Talvez, por vir de experiências anteriores centrei nessa formação o olhar crítico sob essa relação, potencializado pelas aulas de Filosofia e Sociologia que oportunizam leituras capazes de nos tirar de uma caixa e nos mostrar o lado vil da sociedade que construímos. É por esse motivo que, no momento, me pego a realizar essa análise de forma honesta e compreensiva, sob a premissa de que somos humanos e de que a nossa humanidade reflete no nosso trabalho e em muitos momentos é injusta a forma como julgo alguns professores pelo trabalho que eles exercem ou pelo conteúdo que eles ensinam à sua prática (falo das relações de poder que se estabelecem em alguns momentos na prática docente de muitos professores que se contrapõem às ideologias que eles nos ensinam), e penso: E eu?

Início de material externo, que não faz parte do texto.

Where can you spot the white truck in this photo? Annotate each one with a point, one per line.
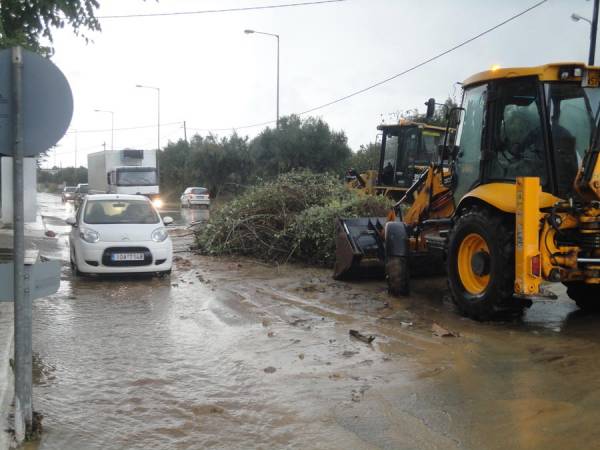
(124, 172)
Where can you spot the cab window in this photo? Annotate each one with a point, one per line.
(572, 109)
(518, 137)
(469, 139)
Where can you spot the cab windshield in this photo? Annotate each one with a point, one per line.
(136, 176)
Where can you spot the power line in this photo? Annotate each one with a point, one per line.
(393, 77)
(427, 61)
(360, 91)
(213, 11)
(107, 130)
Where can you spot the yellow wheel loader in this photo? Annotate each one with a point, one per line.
(524, 180)
(407, 149)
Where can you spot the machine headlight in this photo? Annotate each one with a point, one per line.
(160, 234)
(89, 235)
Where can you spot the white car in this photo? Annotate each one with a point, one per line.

Farei e Serei melhor nisso?
Entendo, então, que existe em cada um de nós uma individualidade que trabalha em conjunto com o fazer profissional, e, sobre isso, é preciso paciência e reflexão. Acredito, sem sombra de dúvidas, que essas reflexões e experiências do meu nascimento até então, me elevaram como ser humano a um nível de maturidade superior a quem iniciou, em 2011, um curso de Administração. Essa construção fará de mim uma professora paciente e compreensível quando me deparar com a face ruim da docência (assim espero).

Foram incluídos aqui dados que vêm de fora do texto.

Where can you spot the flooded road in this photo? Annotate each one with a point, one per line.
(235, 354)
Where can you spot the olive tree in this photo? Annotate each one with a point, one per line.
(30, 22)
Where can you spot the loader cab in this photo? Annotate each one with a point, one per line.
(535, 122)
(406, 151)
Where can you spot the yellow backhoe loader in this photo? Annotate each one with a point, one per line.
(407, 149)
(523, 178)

Por outro lado e pelo motivo que me trouxe até o curso, vejo os professores que nos inspiram, e como inspiram viu! Olhar naquela pessoa alguém que vence todos os dias a sua humanidade, para exercer um trabalho que requer paciência em esperar e fomentar um processo de autoconhecimento e amadurecimento individual de cada aluno, para, além disso, forjar no discente um novo profissional da educação, um colega de profissão é, de fato, digno de honra e muito reconhecimento. Nos dias de lágrimas foram esses professores que me atenderam em uma chamada, que me inspiraram a continuar, que me forneceram esperanças e aulas das quais nunca vou esquecer, que foram capazes de organizar a bagunça interna das pedras no meu caminho e fizeram do seu ofício uma escada para as minhas conquistas, neles repousa minha gratidão e respeito. E é dessas experiências negativas e positivas que elevo minha força de vontade de ocupar os espaços que esses professores abriram para mim, de professora da escola de educação básica do meu bairro à professora pesquisadora e agente de mudança social.
Agradeço especialmente à Professora Tatiane que me presenteou com essa proposta desafiadora, que, certamente, ficará marcada na minha trajetória.